Two Republicans challenging President Trump in longshot primary campaigns are split on whether he should be impeached over allegations of soliciting foreign interference in the 2020 election.
Former Rep. Joe Walsh (R-Ill.) said Sunday on CNN’s “State of the Union” that Trump’s public actions a lone are impeachable, but fellow primary challenger Former Rep. Mark Sanford (R-S.C.) said on the same show that such a decision can’t be made until the House completes a formal inquiry.
“I would take the vote in terms of an inquiry,” Sanford said.

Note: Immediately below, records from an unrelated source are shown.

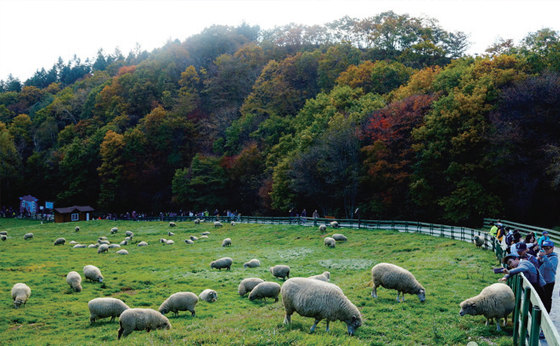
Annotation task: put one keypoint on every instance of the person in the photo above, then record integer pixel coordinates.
(548, 260)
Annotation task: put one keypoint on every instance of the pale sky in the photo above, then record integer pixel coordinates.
(34, 34)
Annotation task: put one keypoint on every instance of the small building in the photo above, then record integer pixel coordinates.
(74, 213)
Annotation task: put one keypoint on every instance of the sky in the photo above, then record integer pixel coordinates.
(34, 34)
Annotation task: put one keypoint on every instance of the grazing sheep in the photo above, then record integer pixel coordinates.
(320, 300)
(265, 290)
(247, 285)
(74, 280)
(224, 262)
(478, 241)
(252, 263)
(326, 276)
(394, 277)
(494, 301)
(106, 307)
(93, 273)
(20, 294)
(339, 237)
(209, 295)
(141, 319)
(180, 301)
(103, 248)
(330, 242)
(280, 271)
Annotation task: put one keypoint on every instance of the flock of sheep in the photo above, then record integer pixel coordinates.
(310, 297)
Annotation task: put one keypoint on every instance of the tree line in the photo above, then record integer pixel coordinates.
(386, 115)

“As I’ve said previously, ultimately, I don’t know if impeachment is the way to go,” he said, adding that maybe censure is the better move. “I want to investigate this.”

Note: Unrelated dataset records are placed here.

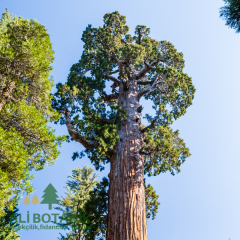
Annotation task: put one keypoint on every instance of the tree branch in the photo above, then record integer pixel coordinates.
(148, 67)
(113, 79)
(76, 135)
(105, 121)
(145, 83)
(151, 126)
(109, 98)
(148, 88)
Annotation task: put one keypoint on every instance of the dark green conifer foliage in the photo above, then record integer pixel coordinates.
(26, 141)
(231, 14)
(9, 225)
(94, 114)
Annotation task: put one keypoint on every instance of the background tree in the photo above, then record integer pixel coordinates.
(231, 14)
(26, 140)
(50, 196)
(109, 124)
(95, 207)
(27, 201)
(9, 225)
(79, 191)
(35, 200)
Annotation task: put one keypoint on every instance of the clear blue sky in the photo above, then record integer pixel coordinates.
(203, 201)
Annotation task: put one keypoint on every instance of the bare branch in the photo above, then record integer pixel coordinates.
(148, 67)
(105, 121)
(113, 79)
(151, 126)
(112, 54)
(145, 83)
(111, 73)
(119, 62)
(76, 135)
(148, 88)
(109, 98)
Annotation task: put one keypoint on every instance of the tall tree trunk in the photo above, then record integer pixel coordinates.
(126, 213)
(6, 94)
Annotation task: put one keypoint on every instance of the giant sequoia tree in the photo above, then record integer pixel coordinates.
(231, 14)
(26, 141)
(109, 124)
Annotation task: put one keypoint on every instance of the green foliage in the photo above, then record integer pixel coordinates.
(26, 140)
(231, 14)
(151, 201)
(87, 198)
(9, 225)
(85, 96)
(164, 151)
(79, 192)
(94, 115)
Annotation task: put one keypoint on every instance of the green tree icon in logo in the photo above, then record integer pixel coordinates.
(50, 196)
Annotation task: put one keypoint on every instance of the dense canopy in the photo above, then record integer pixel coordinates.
(93, 115)
(26, 140)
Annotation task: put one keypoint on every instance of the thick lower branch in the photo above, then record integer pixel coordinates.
(76, 135)
(109, 98)
(6, 94)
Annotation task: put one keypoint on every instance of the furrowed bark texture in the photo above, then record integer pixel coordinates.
(126, 213)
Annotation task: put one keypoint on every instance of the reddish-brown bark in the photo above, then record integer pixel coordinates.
(126, 213)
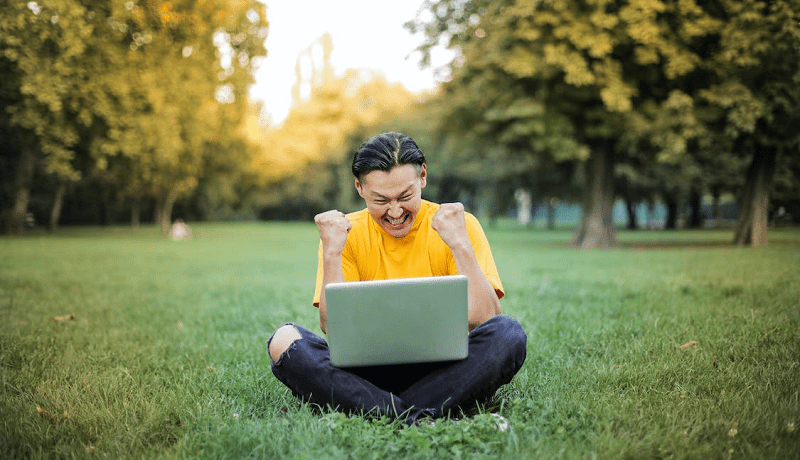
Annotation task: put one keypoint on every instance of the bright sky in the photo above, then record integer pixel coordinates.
(367, 34)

Walsh responded: “I don’t understand that.”
“This president deserves to be impeached,” he said, adding that he would vote right now to impeach the president.
Walsh said that “there’s enough we know now the impeach this president,” noting that Trump last week told reporters on the White House lawn that China and Ukraine should investigate former Vice President Joe Biden, a leading 2020 Democratic candidate.
“That alone is impeachable,” Walsh said. “This is a strong term I’m going to use, Donald trump is a traitor.”
Trump is facing an impeachment inquiry in the House amid allegations raised by a whistleblower that he encouraged Ukraine’s president to investigate Biden and then placed the transcripts of a call between the leaders on a highly classified server.
A partial transcript of a call released by the White House shows Trump asking Ukrainian President Volodymyr Zelensky to investigate Biden.
Sanford said on Sunday that “there are very troubling charges” that “need to be investigated,” but said lawmakers can’t jump to conclusions over impeachment before going through the “process.”
“I don’t think it’s right. … The question is what do you do about it, which is a more complicated question,” Sanford said, noting that most Republicans in office are standing by the president and would likely not vote in favor of impeachment.
Walsh hit back, saying Sanford’s assessment is “gobbledygook.”
“Is that impeachable Mark? If the president … uses the power of his office to benefit him politically?” Walsh asked.
“Is it wrong, yes,” Sanford responded.
“No, is it impeachable,” Walsh pushed back.